Representatives from a local Christian mission spoke to our congregation last night - trying to help our church understand the needs facing persons with serious addictions or other destructive habits that are ruining their lives. Shortly after enjoying a good plate of ham, potato casserole, green beans, and pineapple upside-down cake, the audience was shown a video with testimonies from people who had used or were using the mission's services. One of the men in the video quoted some advice a staff member had given him as he was in the gutter so to speak: "It isn't that you want to die; you just don't know how to live."

Bullseye. That line lodged itself into my conscience, germinating a number of other thoughts and conversations that lay dormant. How do we live? That is - isn't it - the essence of it all. What path are we intended to follow, what rules are intended to instruct our days?

I also read recently that the Hebrew tradition sought to answer those questions for us. Torah is meant to give instruction for living - all of it. Author A. J. Jacobs - a Jew by birth but not by practice (until recently) - has been making waves by drawing out this conclusion. He literally tried to follow the Bible for an entire year. His sense was that the prescriptions for holy living truly were profitable.

The Christian Scriptures too seek to illuminate a way of life: discipleship or a life-long willingness to follow the pattern of Christ. I have been reconnecting with this reality by tapping into some modern teachers like Dallas Willard and Richard Foster all over again. These two men have put in significant time studying and communicating answers to the question, "How do we live?" Foster in particular has established Renovare - an ecumenical effort to give Christians and churches a deeper appreciation for the long, deep history of others who have sought to answer this question. The resources that Foster and others are producing through Renovare are some of the most helpful and hopeful I've come across in a long time.

Of particular value is the book Streams of Living Water: Celebrating the Great Traditions of Christian Faith. The simple aim of this book is to present clearly how various traditions have tried to live faithfully God's call to be disciples of Christ. According to this study, there are six streams of thought and action: contemplative, holiness, charismatic/spirit-empowered, social justice, evangelical, and incarnational.

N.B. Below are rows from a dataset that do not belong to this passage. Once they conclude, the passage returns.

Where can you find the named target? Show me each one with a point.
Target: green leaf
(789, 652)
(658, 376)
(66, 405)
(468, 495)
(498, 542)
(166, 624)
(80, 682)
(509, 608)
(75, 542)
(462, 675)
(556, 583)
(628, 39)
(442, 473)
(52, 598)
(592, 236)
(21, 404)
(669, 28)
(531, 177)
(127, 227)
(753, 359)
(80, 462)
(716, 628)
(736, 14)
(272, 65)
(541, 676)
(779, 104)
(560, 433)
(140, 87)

As I work with and minister to people of varying social and economic situations, the knowledge of how to live is clearly missing ... and I say that for my own soul much of the time. Our culture is good at determining how to be successful, how to progress, how to compete and win. But, there is very little awareness of how to live a good life - well, aside from the materialistic, shallow definitions given to us through television ads and billboards.

Those streams of culture - or more likely flood waters - are quick to suggest that meaning comes through acquisition and possession. But, the more I read rich souls and study Scripture, the more I get the sense that the good life comes through a deep awareness of God in all of life and through practices and habits that train us to be more deeply and fully aware of God. There is no easy way around it: living well means a good deal of training and preparing to live well. This - I am aware - flies in the face of what Dallas Willard calls "vampire Christianity" where we willingly take the blood of Christ for our forgiveness and peace of mind but abandon a life of decency, justice and holiness as the cross that it is (click here for more; Willard cites A. W. Tozer as the source of this modern heresy).

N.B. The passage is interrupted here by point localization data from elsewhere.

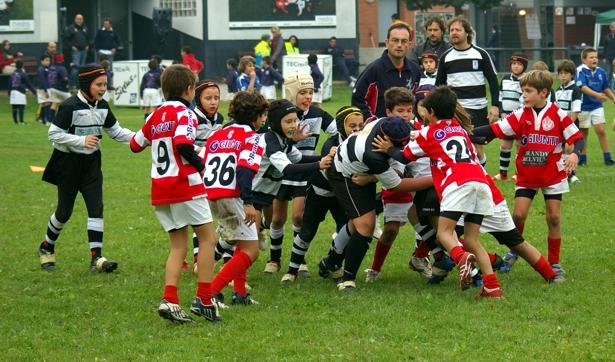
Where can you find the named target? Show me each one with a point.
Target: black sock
(355, 252)
(95, 237)
(504, 160)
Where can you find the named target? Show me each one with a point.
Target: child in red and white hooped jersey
(178, 193)
(542, 128)
(501, 226)
(207, 99)
(232, 158)
(399, 101)
(460, 182)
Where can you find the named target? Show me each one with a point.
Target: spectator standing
(466, 68)
(7, 58)
(17, 92)
(494, 42)
(268, 77)
(392, 69)
(51, 50)
(340, 61)
(277, 47)
(292, 45)
(609, 52)
(106, 41)
(76, 37)
(262, 49)
(231, 77)
(190, 60)
(318, 78)
(435, 29)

This takes me back to the voices of homeless men and women I heard last night on the DVD. When you get to the point of homelessness - of being down and out - there really isn't anything you can buy or obtain that will get you out of the pit. At the bottom is only a long, arduous path of recovery, which includes learning all over again how to live: how to manage money, how to say no to destructive forces and yes to positive habits. That's about it. Well, there are two other critical things - two things the Christian tradition holds dearly:

1. The role of the Spirit in leading our regeneration in Christ.
2. The value of community and ceremonies to help us remember that we are not in this alone.

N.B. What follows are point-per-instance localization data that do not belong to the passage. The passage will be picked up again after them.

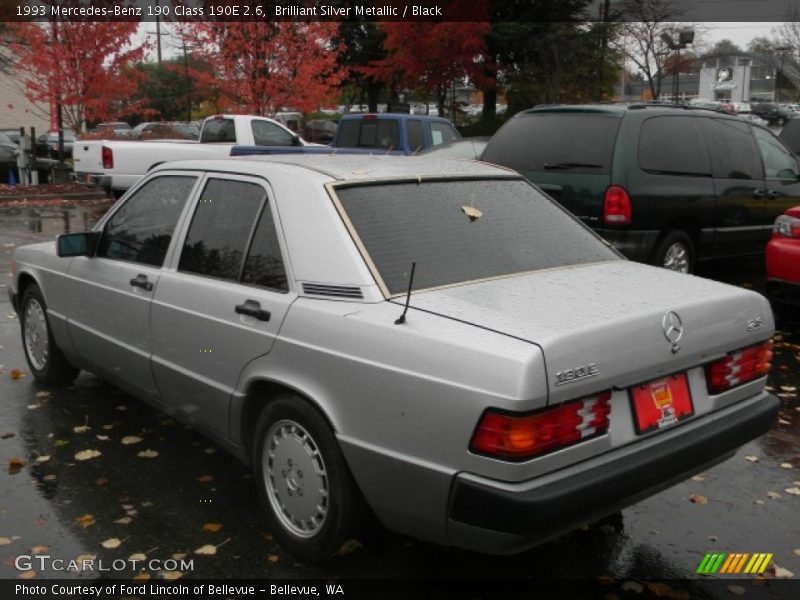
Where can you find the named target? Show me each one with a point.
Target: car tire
(675, 251)
(45, 360)
(303, 481)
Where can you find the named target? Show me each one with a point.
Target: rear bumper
(501, 518)
(634, 244)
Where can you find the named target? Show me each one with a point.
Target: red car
(783, 258)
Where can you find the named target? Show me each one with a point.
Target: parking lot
(152, 487)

Without those two realities, our efforts - so others have said - amounts to strict legalism, frustration, and ultimately a return to despair.

So, there it is: we all have a need to know how to live well. I guess that's why Joel Osteen can sell a ton of books and why self-help is now quintessentially American. People are dying to live well. And, if someone can promise to help you in that endeavor (especially with an ivory smile), why wouldn't you want to listen. It is even more complicated because there is a great deal of truth in these self-help methods and "positive Christianity" efforts.

But (and I swear this will be the last thing), there is a problem with that stream ... and to illustrate, I want to tell you about Cool Whip.

Cool Whip promises to have 50% less calories than real whipped cream. The assumption here is that you'll consume less calories, but it denies the underlying problem: people don't need less calories; they need a different understanding of how to eat.

In the same way, we don't need better products (specifically new and flashy ones) to live better. What we need are ancient, proven rhythms and postures. To hand ourselves over to the current best seller is to let in any number of "additives" that may just be counterproductive, if not destructive. So, that's it. I just finally had some pieces of the puzzle fall into place after a long period of looking long and hard at disorder.